Spatial Analysis of Global Prevalence of Multiple Sclerosis Suggests Need for an Updated Prevalence Scale

Department of Therapist Assistant, Okanagan College, 1000 KLO Road, Kelowna, BC, Canada V1Y 4X8

Received 8 November 2013; Revised 12 January 2014; Accepted 13 January 2014; Published 16 February 2014

Academic Editor: Sten Fredrikson

Copyright © 2014 Brett J. Wade. This is an open access article distributed under the Creative Commons Attribution License, which permits unrestricted use, distribution, and reproduction in any medium, provided the original work is properly cited.

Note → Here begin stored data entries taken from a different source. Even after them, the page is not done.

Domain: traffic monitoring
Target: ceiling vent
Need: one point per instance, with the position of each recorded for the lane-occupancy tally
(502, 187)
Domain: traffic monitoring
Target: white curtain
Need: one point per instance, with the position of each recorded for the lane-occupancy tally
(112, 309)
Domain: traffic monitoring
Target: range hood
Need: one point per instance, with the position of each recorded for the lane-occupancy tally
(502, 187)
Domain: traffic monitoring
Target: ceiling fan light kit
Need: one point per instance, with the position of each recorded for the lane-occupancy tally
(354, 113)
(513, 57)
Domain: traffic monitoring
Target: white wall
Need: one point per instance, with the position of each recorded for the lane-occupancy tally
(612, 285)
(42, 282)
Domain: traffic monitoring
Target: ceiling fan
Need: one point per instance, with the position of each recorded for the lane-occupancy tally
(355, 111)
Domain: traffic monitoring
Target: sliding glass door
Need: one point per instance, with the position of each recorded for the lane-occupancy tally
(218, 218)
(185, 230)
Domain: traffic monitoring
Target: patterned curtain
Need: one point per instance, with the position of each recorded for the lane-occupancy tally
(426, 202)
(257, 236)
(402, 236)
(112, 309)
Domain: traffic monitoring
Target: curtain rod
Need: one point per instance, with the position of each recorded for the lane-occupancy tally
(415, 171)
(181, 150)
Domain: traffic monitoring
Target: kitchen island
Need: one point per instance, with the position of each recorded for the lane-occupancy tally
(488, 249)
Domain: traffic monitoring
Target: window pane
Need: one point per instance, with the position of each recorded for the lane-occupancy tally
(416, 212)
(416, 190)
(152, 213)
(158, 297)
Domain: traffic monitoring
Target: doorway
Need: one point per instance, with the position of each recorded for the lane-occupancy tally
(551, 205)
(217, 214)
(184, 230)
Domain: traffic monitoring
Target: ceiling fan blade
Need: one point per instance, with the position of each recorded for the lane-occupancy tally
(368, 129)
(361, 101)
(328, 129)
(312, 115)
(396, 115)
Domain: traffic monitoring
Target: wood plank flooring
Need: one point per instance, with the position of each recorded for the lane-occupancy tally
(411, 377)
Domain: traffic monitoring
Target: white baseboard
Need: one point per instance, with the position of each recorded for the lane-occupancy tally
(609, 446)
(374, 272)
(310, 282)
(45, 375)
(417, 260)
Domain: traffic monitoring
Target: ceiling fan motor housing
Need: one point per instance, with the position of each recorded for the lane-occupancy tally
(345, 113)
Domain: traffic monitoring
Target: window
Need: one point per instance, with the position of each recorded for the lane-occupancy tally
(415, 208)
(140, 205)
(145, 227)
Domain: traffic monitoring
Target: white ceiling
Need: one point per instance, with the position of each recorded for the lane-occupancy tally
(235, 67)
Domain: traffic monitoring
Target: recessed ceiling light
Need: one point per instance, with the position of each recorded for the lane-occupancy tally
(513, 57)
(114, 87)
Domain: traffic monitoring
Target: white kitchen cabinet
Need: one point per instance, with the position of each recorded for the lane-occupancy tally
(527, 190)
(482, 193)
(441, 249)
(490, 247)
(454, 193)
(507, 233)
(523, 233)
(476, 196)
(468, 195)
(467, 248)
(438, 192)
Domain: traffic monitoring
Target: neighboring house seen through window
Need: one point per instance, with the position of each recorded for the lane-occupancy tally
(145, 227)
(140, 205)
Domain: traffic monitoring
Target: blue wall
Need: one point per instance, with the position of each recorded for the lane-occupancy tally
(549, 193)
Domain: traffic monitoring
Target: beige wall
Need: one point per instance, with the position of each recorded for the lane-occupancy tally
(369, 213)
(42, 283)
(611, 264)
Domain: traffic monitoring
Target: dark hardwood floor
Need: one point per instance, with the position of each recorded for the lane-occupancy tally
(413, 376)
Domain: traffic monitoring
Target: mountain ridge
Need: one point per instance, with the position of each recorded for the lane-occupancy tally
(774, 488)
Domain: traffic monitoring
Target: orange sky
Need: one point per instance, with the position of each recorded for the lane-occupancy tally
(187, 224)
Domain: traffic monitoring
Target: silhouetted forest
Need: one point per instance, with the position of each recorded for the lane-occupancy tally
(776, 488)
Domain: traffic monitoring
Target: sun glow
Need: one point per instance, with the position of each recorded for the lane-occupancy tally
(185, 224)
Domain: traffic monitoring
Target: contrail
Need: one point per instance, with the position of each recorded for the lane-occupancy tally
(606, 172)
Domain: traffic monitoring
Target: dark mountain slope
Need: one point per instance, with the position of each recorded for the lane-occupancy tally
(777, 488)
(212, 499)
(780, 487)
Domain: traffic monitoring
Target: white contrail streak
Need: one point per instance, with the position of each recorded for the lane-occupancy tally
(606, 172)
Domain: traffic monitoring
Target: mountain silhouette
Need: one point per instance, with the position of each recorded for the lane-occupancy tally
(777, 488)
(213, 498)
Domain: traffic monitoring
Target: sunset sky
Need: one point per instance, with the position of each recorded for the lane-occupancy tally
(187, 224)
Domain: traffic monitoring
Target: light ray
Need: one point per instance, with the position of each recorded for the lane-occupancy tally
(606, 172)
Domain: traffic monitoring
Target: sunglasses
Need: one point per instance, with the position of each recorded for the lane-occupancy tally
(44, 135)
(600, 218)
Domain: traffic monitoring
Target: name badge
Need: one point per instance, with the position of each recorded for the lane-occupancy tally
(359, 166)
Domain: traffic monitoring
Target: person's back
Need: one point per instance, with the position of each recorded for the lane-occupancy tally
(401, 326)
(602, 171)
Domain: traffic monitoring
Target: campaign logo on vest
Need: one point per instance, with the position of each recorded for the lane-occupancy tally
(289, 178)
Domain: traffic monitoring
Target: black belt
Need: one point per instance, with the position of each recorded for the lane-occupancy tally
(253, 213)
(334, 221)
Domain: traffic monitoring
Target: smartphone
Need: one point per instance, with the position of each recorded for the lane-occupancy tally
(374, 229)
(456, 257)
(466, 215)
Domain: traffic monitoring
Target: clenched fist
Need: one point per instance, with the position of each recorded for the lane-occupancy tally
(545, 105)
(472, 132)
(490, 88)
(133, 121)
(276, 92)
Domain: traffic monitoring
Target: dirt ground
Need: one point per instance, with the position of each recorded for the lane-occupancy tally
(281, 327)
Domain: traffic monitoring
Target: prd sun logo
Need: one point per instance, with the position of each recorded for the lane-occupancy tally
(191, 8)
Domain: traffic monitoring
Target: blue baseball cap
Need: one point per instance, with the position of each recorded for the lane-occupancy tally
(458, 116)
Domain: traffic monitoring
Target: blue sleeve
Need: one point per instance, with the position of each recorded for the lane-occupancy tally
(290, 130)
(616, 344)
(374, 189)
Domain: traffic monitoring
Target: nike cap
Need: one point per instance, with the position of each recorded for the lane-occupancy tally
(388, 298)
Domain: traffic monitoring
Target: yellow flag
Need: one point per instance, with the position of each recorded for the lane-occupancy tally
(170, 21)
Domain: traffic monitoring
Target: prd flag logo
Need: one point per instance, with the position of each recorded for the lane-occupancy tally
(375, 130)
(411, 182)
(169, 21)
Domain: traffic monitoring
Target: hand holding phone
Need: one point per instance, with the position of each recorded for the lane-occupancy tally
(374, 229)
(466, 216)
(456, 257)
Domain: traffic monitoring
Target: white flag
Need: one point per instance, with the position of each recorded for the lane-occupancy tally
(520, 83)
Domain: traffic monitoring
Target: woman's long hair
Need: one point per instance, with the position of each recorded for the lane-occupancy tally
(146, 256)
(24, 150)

Multiple sclerosis (MS) is a demyelinating disease of the central nervous system with an unknown aetiology. MS has a geographic pattern of prevalence with high prevalence rates between 45 degrees and 65 degrees north. In much of the northern hemisphere, there exists a prevalence gradient, with increasing prevalence from south to north. While genetics may partially explain the latitudinal gradient, it is not strong enough to exclude exogenous variables. Kurtzke initially came up with a three-zone scale for low, medium, and high prevalence zones. He defined high as 30 or more per 100,000, medium as 5–29 per 100,000, and low as less than 5 per 100,000. In this study, 131 geographic datasets (geocases) were spatially analyzed to determine whether the existing global prevalence scale needed to be updated. The mean prevalence rate was 67.83/100,000 with rates ranging from 350/100,000 to 0/100,000. The results of this study suggest that the commonly referenced scale for global MS prevalence needs to be updated with added zones to reflect significantly higher prevalence rates in some areas of the world. We suggest a five-zone scale: very high (170–350), high (70–170), medium (38–70), low (13–38), and very low (0–13).